Он вскочил и порывисто обнял Аллейна, а Джон, как сакс, более сдержанный в проявлениях своих чувств, стоял на обочине, ухмыляясь, тоже довольный и веселый; только что выигранный шлем сидел задом наперед на его рыжей голове.

— Зря ходил? — продолжал восклицать Эйлвард, радостно поглаживая плечи и руки Аллейну. — Теперь уж останешься с нами?

— Я больше всего на свете хотел бы этого, — отозвался тот, чувствуя, как слезы выступают у него на глазах от такой сердечной встречи.

— Хорошо сказано, парень! — воскликнул Большой Джон. — Мы все трое отправимся на войну, а аббата из Болье пусть черт заберет! Но у тебя ноги и штаны все в грязи. По-моему, ты лазил в воду, или я ошибаюсь?

— Это правда, лазил, — ответил Аллейн, и затем, когда они пустились в путь, он поведал им со всеми подробностями обо всем, что с ним приключилось: о крепостном, о появлении короля, о встрече с братом, о его враждебности и о прекрасной девице. Лучник и Джон шагали по обе стороны от него, каждый обратив к нему одно ухо, но не успел он кончить свое повествование, как лучник вдруг круто повернул и гневно поспешил обратно по дороге, по которой они пришли.

— Куда же вы? — спросил Аллен, припустившись за ним и хватая его за полу куртки.

— Я возвращаюсь в Минстед, парень.

— А зачем? Какой в этом смысл?

— Чтобы всадить горсть стали в твоего сокмана! Как? Тащить к себе девицу против ее желания, а потом спустить собак на родного брата? Оставь меня, я пойду!

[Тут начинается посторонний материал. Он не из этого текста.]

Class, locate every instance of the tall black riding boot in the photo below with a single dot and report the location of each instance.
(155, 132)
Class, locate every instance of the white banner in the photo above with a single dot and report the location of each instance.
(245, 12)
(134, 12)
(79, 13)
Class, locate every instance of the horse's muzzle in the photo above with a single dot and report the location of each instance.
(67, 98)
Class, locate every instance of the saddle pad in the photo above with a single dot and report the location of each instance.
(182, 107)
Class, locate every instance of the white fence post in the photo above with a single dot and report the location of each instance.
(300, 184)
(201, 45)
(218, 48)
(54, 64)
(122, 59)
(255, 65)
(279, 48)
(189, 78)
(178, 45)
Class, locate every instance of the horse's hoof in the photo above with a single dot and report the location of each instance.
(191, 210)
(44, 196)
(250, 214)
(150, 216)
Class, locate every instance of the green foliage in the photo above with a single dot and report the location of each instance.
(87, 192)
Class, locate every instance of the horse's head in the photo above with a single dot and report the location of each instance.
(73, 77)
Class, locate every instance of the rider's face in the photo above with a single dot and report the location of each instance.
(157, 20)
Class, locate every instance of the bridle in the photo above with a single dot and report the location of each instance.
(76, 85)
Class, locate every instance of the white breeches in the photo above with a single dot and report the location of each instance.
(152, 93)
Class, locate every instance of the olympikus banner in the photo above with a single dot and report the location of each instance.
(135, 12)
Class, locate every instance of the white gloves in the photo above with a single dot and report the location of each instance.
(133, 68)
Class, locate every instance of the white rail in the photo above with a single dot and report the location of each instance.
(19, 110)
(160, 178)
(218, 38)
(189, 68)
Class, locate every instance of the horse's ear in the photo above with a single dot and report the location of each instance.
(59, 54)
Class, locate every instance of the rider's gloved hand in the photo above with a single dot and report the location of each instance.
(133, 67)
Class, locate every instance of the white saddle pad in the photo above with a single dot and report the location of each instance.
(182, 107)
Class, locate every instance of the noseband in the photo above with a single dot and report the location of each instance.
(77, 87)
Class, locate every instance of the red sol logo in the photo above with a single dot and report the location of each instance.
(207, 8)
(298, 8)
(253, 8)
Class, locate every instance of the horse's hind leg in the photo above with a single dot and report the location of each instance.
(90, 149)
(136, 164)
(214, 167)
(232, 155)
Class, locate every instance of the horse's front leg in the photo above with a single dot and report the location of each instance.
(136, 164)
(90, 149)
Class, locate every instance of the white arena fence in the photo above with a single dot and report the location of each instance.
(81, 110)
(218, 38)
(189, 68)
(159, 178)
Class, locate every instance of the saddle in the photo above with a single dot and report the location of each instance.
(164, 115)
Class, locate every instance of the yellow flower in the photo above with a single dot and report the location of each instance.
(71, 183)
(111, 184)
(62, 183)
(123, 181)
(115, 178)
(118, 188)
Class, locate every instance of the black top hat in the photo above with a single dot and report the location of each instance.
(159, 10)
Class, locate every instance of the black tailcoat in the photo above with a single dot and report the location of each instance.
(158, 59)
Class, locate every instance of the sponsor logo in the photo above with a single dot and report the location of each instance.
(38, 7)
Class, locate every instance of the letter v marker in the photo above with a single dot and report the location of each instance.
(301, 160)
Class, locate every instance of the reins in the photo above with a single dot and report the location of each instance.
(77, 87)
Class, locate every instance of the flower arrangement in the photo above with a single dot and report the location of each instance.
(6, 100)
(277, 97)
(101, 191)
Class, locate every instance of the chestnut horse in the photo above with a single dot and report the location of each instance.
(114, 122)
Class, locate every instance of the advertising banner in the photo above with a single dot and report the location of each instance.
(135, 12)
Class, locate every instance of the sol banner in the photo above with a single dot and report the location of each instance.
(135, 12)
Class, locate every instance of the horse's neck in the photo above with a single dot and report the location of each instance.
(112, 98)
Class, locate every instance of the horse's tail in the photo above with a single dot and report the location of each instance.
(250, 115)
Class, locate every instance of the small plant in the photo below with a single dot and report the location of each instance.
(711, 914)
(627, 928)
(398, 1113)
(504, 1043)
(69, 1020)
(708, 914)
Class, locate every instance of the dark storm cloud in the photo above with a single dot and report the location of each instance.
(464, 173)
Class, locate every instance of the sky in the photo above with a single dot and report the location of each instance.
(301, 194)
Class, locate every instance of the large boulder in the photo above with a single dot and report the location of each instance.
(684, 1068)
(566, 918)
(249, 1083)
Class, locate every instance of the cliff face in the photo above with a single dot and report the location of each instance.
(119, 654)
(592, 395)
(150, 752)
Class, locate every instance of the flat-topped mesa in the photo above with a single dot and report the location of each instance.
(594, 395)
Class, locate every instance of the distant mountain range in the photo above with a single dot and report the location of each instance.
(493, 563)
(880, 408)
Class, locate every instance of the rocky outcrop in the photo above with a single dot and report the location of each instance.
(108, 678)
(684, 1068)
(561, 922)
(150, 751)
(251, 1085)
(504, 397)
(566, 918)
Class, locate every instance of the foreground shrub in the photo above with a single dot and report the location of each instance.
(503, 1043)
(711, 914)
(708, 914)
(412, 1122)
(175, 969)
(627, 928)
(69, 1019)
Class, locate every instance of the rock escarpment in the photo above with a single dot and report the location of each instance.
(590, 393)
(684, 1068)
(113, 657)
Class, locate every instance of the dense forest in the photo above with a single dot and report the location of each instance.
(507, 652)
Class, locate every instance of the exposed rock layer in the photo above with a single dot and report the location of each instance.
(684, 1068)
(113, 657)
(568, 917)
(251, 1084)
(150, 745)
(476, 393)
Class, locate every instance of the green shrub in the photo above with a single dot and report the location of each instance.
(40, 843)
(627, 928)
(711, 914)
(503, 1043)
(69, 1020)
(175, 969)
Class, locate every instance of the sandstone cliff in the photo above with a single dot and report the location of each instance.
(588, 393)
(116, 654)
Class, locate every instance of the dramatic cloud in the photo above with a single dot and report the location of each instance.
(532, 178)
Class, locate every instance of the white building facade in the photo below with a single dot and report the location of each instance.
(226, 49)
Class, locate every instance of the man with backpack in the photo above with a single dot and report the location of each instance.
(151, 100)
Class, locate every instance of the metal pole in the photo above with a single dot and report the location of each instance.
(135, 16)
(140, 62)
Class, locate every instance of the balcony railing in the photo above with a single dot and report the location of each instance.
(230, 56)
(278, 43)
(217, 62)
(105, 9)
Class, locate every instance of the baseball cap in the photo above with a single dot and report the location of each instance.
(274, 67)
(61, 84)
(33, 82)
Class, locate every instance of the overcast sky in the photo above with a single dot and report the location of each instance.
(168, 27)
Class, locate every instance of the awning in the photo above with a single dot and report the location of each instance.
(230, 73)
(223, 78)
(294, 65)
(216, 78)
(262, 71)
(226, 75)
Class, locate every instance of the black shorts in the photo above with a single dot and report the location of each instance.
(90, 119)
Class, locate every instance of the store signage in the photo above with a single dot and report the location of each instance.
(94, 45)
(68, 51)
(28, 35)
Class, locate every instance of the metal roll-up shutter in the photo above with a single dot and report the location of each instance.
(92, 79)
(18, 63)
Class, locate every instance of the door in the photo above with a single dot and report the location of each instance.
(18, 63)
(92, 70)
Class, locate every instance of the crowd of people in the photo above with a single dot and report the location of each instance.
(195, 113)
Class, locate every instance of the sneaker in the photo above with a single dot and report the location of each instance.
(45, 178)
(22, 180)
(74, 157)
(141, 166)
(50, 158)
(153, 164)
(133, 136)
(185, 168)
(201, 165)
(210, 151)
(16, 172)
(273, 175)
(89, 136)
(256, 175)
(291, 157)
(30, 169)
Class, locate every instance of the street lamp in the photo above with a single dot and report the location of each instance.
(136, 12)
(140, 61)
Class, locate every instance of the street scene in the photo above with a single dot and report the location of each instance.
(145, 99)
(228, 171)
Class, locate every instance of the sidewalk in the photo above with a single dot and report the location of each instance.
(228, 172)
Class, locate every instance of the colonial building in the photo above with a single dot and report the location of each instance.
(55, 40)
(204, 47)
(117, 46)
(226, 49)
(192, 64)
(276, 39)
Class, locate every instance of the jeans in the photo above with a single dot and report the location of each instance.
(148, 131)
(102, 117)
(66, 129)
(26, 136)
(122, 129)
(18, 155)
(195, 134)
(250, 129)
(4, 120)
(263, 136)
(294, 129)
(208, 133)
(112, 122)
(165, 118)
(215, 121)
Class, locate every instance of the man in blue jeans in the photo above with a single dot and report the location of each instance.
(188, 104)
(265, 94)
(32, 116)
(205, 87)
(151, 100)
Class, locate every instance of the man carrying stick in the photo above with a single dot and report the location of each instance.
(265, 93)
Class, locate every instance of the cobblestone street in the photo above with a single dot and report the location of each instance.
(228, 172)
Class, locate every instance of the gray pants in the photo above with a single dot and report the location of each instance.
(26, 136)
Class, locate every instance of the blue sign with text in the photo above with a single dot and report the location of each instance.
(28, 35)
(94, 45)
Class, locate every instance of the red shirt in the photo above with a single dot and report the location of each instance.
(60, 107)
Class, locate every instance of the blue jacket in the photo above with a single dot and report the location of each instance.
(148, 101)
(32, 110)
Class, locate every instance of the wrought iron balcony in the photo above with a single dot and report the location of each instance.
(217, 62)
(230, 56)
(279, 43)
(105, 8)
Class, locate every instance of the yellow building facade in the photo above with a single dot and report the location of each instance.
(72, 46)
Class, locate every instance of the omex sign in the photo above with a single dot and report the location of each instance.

— Нет же, нет! — воскликнул Аллейн, смеясь. — Никакого вреда он девушке не причинил. Вернитесь, друг…

И так, то подталкивая его, то уговаривая, юноше удалось снова повернуть лучника лицом к Крайстчерчу. Все же тот шел, насупившись, и, лишь увидев какую-то девицу возле придорожного колодца, снова заулыбался, и мир сошел в его сердце.

— Ну а вы, — спросил Аллейн, — у вас тоже произошли какие-то перемены? Почему работник сам не несет свою снасть? Где же лук, и меч, и шлем, и почему у тебя, Джон, такой воинственный вид?

— Это все игра, которой меня научил наш друг Эйлвард.

— И он оказался чересчур способным учеником, — пробурчал лучник. — Он обчистил меня так, будто я попал в руки грабителей. Но, клянусь эфесом, ты должен мне все вернуть, приятель, иначе ты вызовешь у людей недоверие к моей миссии, а я заплачу тебе за оружие по цене оружейников.

— Получай, друг, не заикайся о плате, — сказал Джон. — Просто захотелось испытать, что чувствует человек, когда он вооружен, ведь и мне предстоит носить подобные штуки.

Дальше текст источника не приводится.